Intermittent transient anomaly at data's edge

We just starting to use ML and we are having trouble with it. With a real-time datafeed running it (intermittently) detects anomaly right at the edge of new data. The anomaly is either "unexpected 0" or value that is super low. Few minutes later the anomaly clears up and disappears from anomaly explorer. However, watcher that is setup for this ML job already fired and send out false email.
I verified that ingested data is never more than 1 min behind. In fact, I setup watcher alert to notify if number of ingested documents in this particular index is below threshold.

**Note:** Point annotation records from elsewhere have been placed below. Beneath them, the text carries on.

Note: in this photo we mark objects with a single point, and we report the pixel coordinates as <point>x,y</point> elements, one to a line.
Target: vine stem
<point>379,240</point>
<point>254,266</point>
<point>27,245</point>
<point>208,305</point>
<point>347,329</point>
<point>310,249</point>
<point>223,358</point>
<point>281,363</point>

That alert never fired.
I keep pushing "query_delay" parameter to where it is now at 25m and it doesn't seem to help.
Here is the ML job configuration:
{
"count": 1,
"jobs": [
{
"job_id": "convex-programmatic-bids",
"job_type": "anomaly_detector",
"job_version": "6.5.1",
"groups": [
"convex"
],
"description": "Convex received bids from partners",
"create_time": 1548442241884,
"established_model_memory": 97060,
"analysis_config": {
"bucket_span": "15m",
"detectors": [
{
"detector_description": "low_sum(convex.programmatic.impressions_value)",
"function": "low_sum",
"field_name": "convex.programmatic.impressions_value",
"partition_field_name": "partner",
"detector_index": 0
}
],
"influencers": [
"partner",
"dc.keyword"
]
},
"analysis_limits": {
"model_memory_limit": "36mb",
"categorization_examples_limit": 4
},
"data_description": {
"time_field": "@timestamp",
"time_format": "epoch_ms"
},
"model_snapshot_retention_days": 1,
"custom_settings": {
"custom_urls":
},
"model_snapshot_id": "1548459684",
"results_index_name": "custom-convex-programmatic-bids"
}
]
}

And datafeed config:
{
"count": 1,
"datafeeds": [
{
"datafeed_id": "datafeed-convex-programmatic-bids",
"job_id": "convex-programmatic-bids",
"query_delay": "25m",
"frequency": "1m",
"indices": [
"logstash_convex-*"
],
"types": ,
"query": {
"bool": {
"filter": [
{
"exists": {
"field": "convex.programmatic.impressions_value",
"boost": 1
}
},
{
"match": {
"status.keyword": {
"query": "BID",
"operator": "OR",
"prefix_length": 0,
"max_expansions": 50,
"fuzzy_transpositions": true,
"lenient": false,
"zero_terms_query": "NONE",
"auto_generate_synonyms_phrase_query": true,
"boost": 1
}
}
}
],
"adjust_pure_negative": true,
"boost": 1
}
},
"scroll_size": 1000,
"chunking_config": {
"mode": "auto"
}
}
]
}

Seems similar to: ML alerts triggering on interim result

See that thread for the workaround and the related bug report at: https://github.com/elastic/ml-cpp/issues/324

Thanks @richcollier, it does indeed seem similar. I didn't see workaround in the other thread, I assume its to add filter to watcher query to ignore interim results?

Yes - that is the workaround!

Verified that was indeed the issue and solved by filtering interim results in the watcher.

Thank you for the help. I'll be monitoring bug also.

This topic was automatically closed 28 days after the last reply. New replies are no longer allowed.